“As ideias de Elon Musk são perigosas. Ele podia ir para Marte e ficar lá, sozinho.” A frase, que até poderia ter surgido no Twitter —a rede social que o bilionário adquiriu recentemente—, é do astrônomo brasileiro Marcelo Gleiser, único latino-americano a vencer o prêmio Templeton, uma espécie de Nobel do diálogo entre a ciência e a espiritualidade, durante sua palestra no ciclo de encontros Fronteiras do Pensamento nesta segunda-feira, no teatro Claro, em São Paulo.
A fala despertou aplausos do público, mas veio de forma inesperada, em meio a uma apresentação do físico sobre como a humanidade deve se reinventar na era digital. A palestra foi a última desse ciclo do evento no ano, dedicada a discutir como a tecnologia e a vida interagem na contemporaneidade.
Professor no Dartmouth College, nos Estados Unidos, Gleiser carrega um título que foi dado a outras figuras do nível de madre Teresa de Calcutá, do 14º dalai-lama e do ativista sul-africano Desmond Tutu.
Partindo da perspectiva budista, o físico enxerga a ciência como uma faca de dois gumes para a humanidade. Ainda que tenha sido crucial para o desenvolvimento da humanidade, ampliando a expectativa de vida e a população global, ele acredita que o conhecimento científico também afastou a espiritualidade humana de sua conexão com a natureza, mecanizando a relação com a terra e instigando sua exploração.

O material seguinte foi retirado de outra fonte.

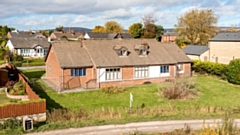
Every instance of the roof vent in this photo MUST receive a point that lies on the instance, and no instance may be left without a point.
(121, 50)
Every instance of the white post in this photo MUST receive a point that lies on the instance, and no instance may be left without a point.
(131, 100)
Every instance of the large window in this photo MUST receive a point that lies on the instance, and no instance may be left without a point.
(164, 69)
(113, 73)
(78, 72)
(140, 72)
(180, 67)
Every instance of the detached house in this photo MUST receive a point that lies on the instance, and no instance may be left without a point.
(28, 47)
(197, 52)
(225, 47)
(100, 63)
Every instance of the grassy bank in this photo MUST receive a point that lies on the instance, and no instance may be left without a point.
(97, 108)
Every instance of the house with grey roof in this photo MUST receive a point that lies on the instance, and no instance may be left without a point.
(197, 52)
(102, 63)
(92, 35)
(224, 47)
(28, 47)
(69, 36)
(169, 36)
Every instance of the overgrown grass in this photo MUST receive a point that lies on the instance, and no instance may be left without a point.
(215, 96)
(3, 98)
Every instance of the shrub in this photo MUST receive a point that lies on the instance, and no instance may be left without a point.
(183, 88)
(226, 127)
(10, 84)
(233, 74)
(17, 57)
(112, 90)
(210, 68)
(10, 123)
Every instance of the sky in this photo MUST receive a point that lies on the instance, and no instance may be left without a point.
(49, 14)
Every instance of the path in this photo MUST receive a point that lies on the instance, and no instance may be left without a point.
(141, 127)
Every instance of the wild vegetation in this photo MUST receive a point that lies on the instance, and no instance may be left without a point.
(98, 108)
(197, 26)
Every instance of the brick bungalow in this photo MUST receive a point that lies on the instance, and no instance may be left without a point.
(100, 63)
(224, 47)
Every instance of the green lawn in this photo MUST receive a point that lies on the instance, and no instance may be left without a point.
(214, 98)
(212, 93)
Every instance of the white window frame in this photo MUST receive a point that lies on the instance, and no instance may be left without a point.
(164, 74)
(141, 72)
(113, 74)
(179, 69)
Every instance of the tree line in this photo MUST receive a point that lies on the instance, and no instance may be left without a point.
(138, 30)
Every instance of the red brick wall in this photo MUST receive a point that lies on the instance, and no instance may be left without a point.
(127, 72)
(13, 110)
(53, 69)
(129, 80)
(77, 81)
(168, 38)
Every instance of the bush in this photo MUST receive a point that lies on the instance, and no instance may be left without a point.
(226, 127)
(211, 68)
(233, 74)
(183, 88)
(10, 84)
(18, 63)
(112, 90)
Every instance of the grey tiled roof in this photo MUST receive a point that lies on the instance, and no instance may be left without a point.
(108, 35)
(28, 43)
(102, 53)
(227, 36)
(195, 49)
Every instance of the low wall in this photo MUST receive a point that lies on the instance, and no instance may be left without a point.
(28, 108)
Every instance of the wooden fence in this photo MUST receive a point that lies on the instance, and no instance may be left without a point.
(27, 108)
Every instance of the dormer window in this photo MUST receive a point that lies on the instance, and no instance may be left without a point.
(142, 49)
(122, 51)
(143, 52)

Esse pensamento viria de Copérnico, segundo Gleiser, que denota como a sociedade da época rompeu com a ideia de que ela e o planeta eram o centro do universo ao descobrir que a Terra não era o centro da existência. Isso teria se prolongado com o iluminismo, que pelo colonialismo espalhou por todas as regiões a noção de civilização pela exploração da terra e a crença de um Deus inalcançável.
Por isso, Gleiser diz que o futuro da humanidade passa pela retomada da compreensão de que a existência de vida e do planeta são únicos e belos, além da crença de que o indivíduo pertence a uma rede global.

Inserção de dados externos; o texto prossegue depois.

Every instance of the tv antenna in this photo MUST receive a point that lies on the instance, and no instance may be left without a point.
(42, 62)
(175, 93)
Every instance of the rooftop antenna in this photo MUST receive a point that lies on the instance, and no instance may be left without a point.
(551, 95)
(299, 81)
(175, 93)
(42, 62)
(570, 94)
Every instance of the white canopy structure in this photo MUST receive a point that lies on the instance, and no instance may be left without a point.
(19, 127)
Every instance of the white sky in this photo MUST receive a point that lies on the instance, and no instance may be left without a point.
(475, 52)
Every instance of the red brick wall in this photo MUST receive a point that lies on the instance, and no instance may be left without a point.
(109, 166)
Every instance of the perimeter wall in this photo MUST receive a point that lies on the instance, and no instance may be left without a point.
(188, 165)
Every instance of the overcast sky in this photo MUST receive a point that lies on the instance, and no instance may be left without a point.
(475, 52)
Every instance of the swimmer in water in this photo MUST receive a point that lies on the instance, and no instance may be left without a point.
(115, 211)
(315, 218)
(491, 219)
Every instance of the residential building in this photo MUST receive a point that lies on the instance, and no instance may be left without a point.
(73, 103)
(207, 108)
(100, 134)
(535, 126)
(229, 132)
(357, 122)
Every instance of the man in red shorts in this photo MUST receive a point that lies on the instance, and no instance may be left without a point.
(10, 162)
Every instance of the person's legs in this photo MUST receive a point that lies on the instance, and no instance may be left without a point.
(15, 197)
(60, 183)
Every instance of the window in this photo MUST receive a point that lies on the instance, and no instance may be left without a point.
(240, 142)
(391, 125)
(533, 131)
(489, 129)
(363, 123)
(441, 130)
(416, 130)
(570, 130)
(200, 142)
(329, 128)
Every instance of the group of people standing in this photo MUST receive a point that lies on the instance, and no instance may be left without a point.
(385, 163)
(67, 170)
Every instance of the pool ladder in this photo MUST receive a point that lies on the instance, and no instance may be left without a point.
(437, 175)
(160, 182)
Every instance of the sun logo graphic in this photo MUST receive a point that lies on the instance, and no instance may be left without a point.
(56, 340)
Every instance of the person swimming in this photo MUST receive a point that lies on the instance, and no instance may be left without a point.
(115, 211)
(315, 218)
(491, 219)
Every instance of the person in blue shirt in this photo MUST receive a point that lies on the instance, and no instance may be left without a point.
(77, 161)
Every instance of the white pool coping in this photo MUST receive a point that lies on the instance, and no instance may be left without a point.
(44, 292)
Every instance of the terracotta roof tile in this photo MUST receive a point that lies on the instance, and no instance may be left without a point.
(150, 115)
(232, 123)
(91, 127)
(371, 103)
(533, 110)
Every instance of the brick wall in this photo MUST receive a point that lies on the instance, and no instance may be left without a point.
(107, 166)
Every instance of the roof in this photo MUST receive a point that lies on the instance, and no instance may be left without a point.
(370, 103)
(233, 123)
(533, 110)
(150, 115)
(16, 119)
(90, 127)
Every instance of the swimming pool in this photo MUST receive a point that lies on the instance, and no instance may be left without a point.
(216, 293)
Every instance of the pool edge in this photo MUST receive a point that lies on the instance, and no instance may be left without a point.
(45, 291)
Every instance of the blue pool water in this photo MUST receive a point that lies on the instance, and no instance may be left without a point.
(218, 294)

“Você precisa se maravilhar com o mistério da existência, com o fato de que nunca teremos respostas para tudo”, explica o físico. “Isso nos torna uma espécie mágica e nosso planeta também. O universo tem uma história porque nós estamos aqui para contar.”
Musk representaria uma antítese desse pensamento, no raciocínio de Gleiser. O acadêmico brincou com a figura do presidente-executivo da SpaceX enquanto explicava aos presentes o “efeito perspectiva”, uma mudança cognitiva sentida por astronautas durante viagens espaciais que envolve, segundo ele, perceber “a importância cósmica do nosso planeta”. Em vez de prolongar a exploração para o espaço, Gleiser acredita que a humanidade precisa se reconectar com a natureza.
Gleiser ainda comenta que a sociedade precisa acreditar no que define como biocentrismo —”o fato que a matéria pode existir desse jeito e que nós, seres humanos, podemos fazer a diferença nesse processo”. É o que considera como espiritualidade secular, que passa pelo entendimento da existência como mistério em si.
“Essa é a grande revolução do século 21. Nós vamos perder uma grande chance de civilização se não ensinarmos isso nas escolas”, define.
O palestrante também comentou os efeitos da Covid-19 na sociedade. A pandemia teria paralisado a máquina da industrialização e, da mesma forma que enchentes e terremotos, voltou a mostrar que o homem e a ciência não estão estão acima da natureza.
“Nossa espécie está ficando desesperada porque não encontra um caminho para a felicidade. A pandemia foi fundamental no entendimento de que fazemos parte de uma rede global e que tudo tem uma história por trás”, disse.
O ciclo Fronteiras do Pensamento continua com uma programação online e presencial em Porto Alegre até novembro.